Doğal olarak, toplumun belirli kesiminde karşılığı olan af beklentisinin her daim gündemde tutulmasının arkasında elbette ki kimi parti ve çevrelerin beklentileri de yok değil. Bu beklentilerin vicdanla politik çıkar çizgisinin neresine daha yakın olduğunu söylemek ise sanırım pek kolay değil.
Yerel seçimlerin pek uzak olmadığı bir zaman diliminde, affı onaylamakla onaylamamak da öyle kolay bir şey değil. Sonuçta binlerce kişinin beklentilerini boşa çıkarıp, kısmi de olsa toplumun bir kesiminde düş kırıklığı yaratmak da var...
Mahpus damlarında günlerin öyle sanıldığı gibi zor değil, çok, ama çok zor geçtiğini sanırım çeken bilir. Af tıpkı; Zeus’un Olimpos’taki büyük şölenine konuk edilmeyen kötülük tanrısının, tanrıların babasından öç almak için, masanın üzerine “en güzeline “ diyerek attığı bir elma gibi. Kime verilse kıyamet kopacak... Af da öyle bir şey... Desteklesen bir türlü desteklemesen bir başka türlü...
Türk sinemasının neredeyse resmi türü olana melodramların değişmez sözcüğü “Kader Kurbanları” nın hukukta pek yeri ve karşılığı yoktur ama, “İhkak-ı Hak” ın vardır. İhkak-ı hak, “kendiliğinden hak alma” ya da “hakkını hukuki yollara başvurmadan zor kullanarak almaktır.”

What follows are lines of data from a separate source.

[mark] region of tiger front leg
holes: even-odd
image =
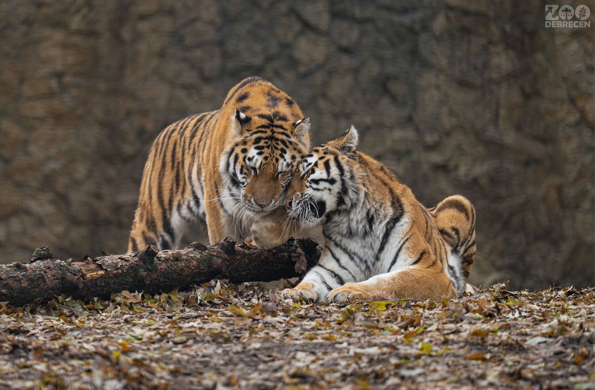
[[[286,215],[285,210],[280,208],[255,221],[250,227],[250,237],[254,245],[262,249],[271,249],[284,244],[296,230],[295,223],[284,220]]]
[[[359,283],[349,283],[330,291],[327,301],[339,303],[408,298],[439,300],[456,296],[448,275],[440,267],[434,267],[405,268],[377,275]]]
[[[355,281],[354,272],[349,271],[339,261],[340,259],[336,259],[327,249],[325,249],[318,264],[310,269],[295,287],[281,291],[281,296],[293,300],[305,299],[312,302],[324,302],[327,294],[333,288],[345,283],[352,284],[352,282]]]

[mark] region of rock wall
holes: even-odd
[[[155,137],[256,74],[314,142],[353,123],[425,204],[471,199],[472,281],[593,283],[593,14],[546,28],[536,0],[9,0],[0,16],[0,261],[125,251]]]

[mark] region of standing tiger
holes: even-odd
[[[245,239],[255,220],[278,224],[294,166],[309,148],[309,129],[295,102],[256,77],[232,88],[221,109],[167,126],[145,166],[129,251],[177,248],[201,219],[211,243]]]
[[[383,164],[356,151],[358,132],[314,148],[286,196],[289,215],[322,224],[318,264],[286,298],[452,297],[465,290],[475,251],[475,210],[460,195],[427,209]]]

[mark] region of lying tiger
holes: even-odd
[[[285,191],[309,148],[309,129],[298,104],[256,77],[232,88],[221,109],[167,126],[147,158],[129,251],[178,248],[201,220],[211,243],[227,236],[252,236],[261,248],[283,243],[286,237],[267,232],[285,215]],[[200,233],[192,233],[195,240]]]
[[[427,209],[380,163],[356,151],[352,126],[300,163],[289,215],[322,224],[324,251],[285,298],[343,302],[453,297],[465,290],[475,251],[475,210],[459,195]]]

Bu “kendiliğinden hak alma” yani bir diğer deyimle hem “kurban”, hem de “yargıç” olma -ya da hem av, hem de avcı olma, bizim sinemamızda -tabii gerçek yaşamızda da - pek yabancısı olmadığımız, bir durumdur. Çünkü sinemanın - özellikle de avantür, serüven, macera, ne derseniz deyiniz türlerinin - vazgeçilmez bir ögesidir. Bu ögenin sık kullanılmasının ardında ise “mağdur olma” hali yatmaktadır.
Bertold Brecht, reddedilmez bir davetkarlığa sahip olması nedeniyle “yaşlı bir yosmanın tüm hünerlerine sahip” olarak tanımladığı Hollywood sinemasının, tüm dünya sinemasına armağan ettiği “kahraman yaratma yönteminin özünde de ihkak-ı hak yatmaktadır. (Yani kahramanı sevdirmek için haksız yere ezip, acındırıp mağdur konuma getireceksiniz, sonra da kendi adaletini kendi yöntemiyle -yani şiddet kullanımıyla- sağlamasını izleyerek sevecekseniz.) Kısacası basit, ama sinemanın her döneminde geçerli olan bir yöntem.

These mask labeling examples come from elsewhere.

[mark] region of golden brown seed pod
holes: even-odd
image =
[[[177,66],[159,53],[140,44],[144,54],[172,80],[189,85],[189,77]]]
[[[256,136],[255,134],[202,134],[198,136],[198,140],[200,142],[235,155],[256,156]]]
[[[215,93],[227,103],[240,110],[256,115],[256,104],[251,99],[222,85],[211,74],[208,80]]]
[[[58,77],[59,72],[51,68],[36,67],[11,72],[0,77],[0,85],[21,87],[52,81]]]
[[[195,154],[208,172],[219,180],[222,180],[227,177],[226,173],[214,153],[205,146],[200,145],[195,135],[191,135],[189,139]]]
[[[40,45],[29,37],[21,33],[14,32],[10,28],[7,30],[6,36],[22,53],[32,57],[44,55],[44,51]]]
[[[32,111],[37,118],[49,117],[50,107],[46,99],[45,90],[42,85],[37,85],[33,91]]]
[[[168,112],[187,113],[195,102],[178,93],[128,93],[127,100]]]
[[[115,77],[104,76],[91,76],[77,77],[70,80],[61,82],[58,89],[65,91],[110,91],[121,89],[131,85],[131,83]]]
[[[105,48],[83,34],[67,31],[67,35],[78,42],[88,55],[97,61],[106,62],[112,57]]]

Dünya sinemasında bunun en yoğun örneklerini, yönetmen Michael Winner ile değişmez oyuncusu Charles Bronson, başta “Mekanik”, “Vahşi Kin”, “Öldürme Arzusu”, “Yara” vs, filmleriyle vermişti. Bizde de Yılmaz Güney’in bir çok filmini buna örnek olarak gösterebiliriz.
Michael Winnrer-Charles Bronson ikilisinin filmlerinin Avrupa’da uzun bir süre gece saat 12’den önce TV’lerde gösterilmesi yasaklanmıştı. Önce adalet olgusunu sonrasında ise kolluk kuvvetlerine olan güveni sarsabilir gerekçesiyle...

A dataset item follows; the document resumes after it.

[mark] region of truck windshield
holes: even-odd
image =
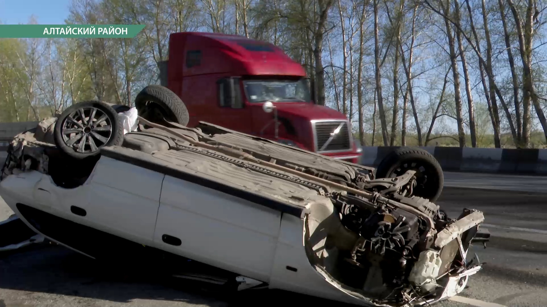
[[[310,87],[306,79],[249,80],[243,83],[249,102],[310,102]]]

Bizde ise “kendiliğinden hak alma” yöntemi yalnızca filmlerle sınırlı kalmadı, giderek perdeden/ekrandan atlayarak gündelik yaşamın içine de giriverdi.
Af kısmi de olsa, bir çok kişiyi özgürlüğüne kavuşturup, bir çok yakınını sevdirecek... Ama bir o kadar kişinin de “kendiliğinden hak alma” duygusunu zihinlerde de olsa pekiştirecek.
Dileriz ki, hiç kimse, ama hiç kimse hem kurban, hem de yargıçlığa soyunarak kendi adaletini kendisi aynı yöntemle aramasın. Ya da arayacağı bir ortam yaratılmasın.